By contrast, the storage areas are secure and temperature-controlled, and they contain a fascinating swath of artifacts from all over the world, laid out on shelves or in trays—totem poles dating back to the turn of the century, textiles from Asia, carvings from Africa, and even a giant, 12-foot hammerhead shark made from discarded fishing nets. Among Duffek and Mayer’s personal favourites (apart from the aforementioned hammerhead shark) are a series of incredibly rare items: a hand-woven child’s cedar hat; a tiny model canoe; and a headdress from the Marquesas, passed down from the family of a missionary who lived in Calgary.
But most secure and inaccessible of all are the Second World War-era tunnels that run beneath the facility and the hillside nearby; in fact, without obtaining the proper permissions, they are even off-limits to university personnel. Constructed in the late 1930s, they were originally part of the Point Grey Battery, an army facility built to defend B.C.’s coastline in the event of a Japanese attack. The base made of reinforced concrete featured searchlights, ammunition hoists, and three MK7 guns that could fire a projectile more than 13 kilometres.
Today, the tunnels house the museum’s heat and hot water pipes, making up a dark, humid maze of drips and decades-old graffiti—although the war-era hoists and ammunition storage areas do remain, rusted though they may be, as a testament to the site’s past military history. Long before there was a museum or even a university on the site, the land was home to the Coast Salish and Musqueam people, and saw use by other nations, including the Squamish and the Tsleil-Waututh, for thousands of years. Taken over by the British in the 1860s as an admiralty reserve, it became part of B.C.’s coastal defence effort starting in the First World War, and by the late 1930s, the Point Grey Battery was constructed as a more permanent solution to stave off an Axis invasion (as far-fetched as that might sound, the bombing of Pearl Harbour was still fresh in the minds of most Vancouverites, and Japanese submarines had already fired on several locations along the West Coast, including Estevan Point on Vancouver Island). The fort saw little action during the war, save for a recruit who was accidentally shot in the Guard Shed, and an Allied ship that was sunk on its way into the harbour, also by accident.

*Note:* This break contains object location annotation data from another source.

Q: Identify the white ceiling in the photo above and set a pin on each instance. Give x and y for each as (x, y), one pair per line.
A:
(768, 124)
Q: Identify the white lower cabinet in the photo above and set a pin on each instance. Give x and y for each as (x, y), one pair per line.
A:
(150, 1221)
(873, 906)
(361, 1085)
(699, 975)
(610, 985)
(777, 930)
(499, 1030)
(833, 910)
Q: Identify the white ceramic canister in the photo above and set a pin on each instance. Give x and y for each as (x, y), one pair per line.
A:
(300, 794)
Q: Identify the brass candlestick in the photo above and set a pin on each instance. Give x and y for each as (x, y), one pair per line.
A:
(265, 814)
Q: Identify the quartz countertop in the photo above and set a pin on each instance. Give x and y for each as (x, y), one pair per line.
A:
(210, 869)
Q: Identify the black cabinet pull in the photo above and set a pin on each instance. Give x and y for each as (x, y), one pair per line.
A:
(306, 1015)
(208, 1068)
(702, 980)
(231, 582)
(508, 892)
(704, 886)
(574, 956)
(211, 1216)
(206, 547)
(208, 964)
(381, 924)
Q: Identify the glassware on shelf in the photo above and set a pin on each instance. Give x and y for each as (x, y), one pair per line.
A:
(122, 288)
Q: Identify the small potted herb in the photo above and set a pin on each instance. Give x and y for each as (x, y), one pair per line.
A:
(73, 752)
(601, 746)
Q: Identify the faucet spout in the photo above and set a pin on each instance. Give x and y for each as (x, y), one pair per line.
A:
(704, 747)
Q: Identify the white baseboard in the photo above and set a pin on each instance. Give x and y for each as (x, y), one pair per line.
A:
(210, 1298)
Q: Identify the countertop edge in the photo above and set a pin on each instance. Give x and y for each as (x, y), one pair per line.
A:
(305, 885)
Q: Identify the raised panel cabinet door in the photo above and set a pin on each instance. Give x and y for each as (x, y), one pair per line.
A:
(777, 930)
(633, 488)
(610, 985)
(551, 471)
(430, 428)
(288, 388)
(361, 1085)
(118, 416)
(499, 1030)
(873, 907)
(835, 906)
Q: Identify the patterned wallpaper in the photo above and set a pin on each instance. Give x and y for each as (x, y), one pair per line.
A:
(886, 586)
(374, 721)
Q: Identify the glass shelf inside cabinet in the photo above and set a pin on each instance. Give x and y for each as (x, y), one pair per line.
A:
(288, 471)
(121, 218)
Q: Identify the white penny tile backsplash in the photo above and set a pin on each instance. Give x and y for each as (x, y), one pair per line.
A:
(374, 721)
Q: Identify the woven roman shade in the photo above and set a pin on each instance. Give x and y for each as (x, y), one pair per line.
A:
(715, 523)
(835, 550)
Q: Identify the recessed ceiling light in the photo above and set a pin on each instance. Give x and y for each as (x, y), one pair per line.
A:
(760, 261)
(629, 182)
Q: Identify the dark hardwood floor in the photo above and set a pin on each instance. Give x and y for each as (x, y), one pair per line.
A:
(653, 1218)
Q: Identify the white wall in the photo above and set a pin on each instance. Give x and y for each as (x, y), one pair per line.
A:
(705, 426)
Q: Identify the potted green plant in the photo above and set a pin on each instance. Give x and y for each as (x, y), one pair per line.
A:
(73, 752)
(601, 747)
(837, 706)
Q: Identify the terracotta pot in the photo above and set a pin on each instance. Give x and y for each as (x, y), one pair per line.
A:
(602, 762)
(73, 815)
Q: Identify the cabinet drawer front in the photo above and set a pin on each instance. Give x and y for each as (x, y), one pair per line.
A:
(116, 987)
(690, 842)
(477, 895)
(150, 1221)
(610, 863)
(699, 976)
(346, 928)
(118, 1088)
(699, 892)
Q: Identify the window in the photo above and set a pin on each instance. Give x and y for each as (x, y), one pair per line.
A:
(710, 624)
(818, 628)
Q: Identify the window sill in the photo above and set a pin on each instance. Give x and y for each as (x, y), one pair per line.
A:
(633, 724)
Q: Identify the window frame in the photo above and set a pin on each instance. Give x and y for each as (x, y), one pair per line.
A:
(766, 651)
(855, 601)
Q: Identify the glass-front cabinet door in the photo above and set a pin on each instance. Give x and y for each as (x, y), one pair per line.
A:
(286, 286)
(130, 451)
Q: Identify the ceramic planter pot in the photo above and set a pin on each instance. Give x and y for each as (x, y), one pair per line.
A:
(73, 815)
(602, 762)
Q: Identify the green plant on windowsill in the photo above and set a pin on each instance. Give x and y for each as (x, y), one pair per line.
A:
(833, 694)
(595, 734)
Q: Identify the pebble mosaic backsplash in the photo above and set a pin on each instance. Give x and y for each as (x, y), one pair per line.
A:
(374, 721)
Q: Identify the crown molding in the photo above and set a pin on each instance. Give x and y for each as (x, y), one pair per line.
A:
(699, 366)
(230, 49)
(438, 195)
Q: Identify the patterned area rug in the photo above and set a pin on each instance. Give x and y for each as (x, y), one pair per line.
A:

Ultimately, the battery trained troops until 1948, when the facilities were decommissioned and the guns removed. For decades, the area was mostly abandoned—except for student parties in the tunnels—and when the museum was being planned in the 1970s, some effort was made to remove what remained of the fort, until UBC professor and war historian Peter Moogk helped convince the university to keep the gun emplacements intact. In fact, one of the emplacements was integrated into Reid’s Raven and the First Men, as a way of uncovering the area’s (literally) buried past.
And in keeping with that theme, the Museum of Anthropology has taken great pains in recent years to digitize virtually every item in its entire collection, ensuring that its commitment to tastefully showcasing the visible (and the hidden) can continue into tomorrow. “In terms of accessibility, this museum is committed to working with technology to make our collections be as visually and digitally accessible as possible,” Duffek says. “We want there to be all these different ways to get access to objects that have been, for all intents and purposes, hidden from the general public, and especially from a lot of Indigenous people from whose communities they may have come.”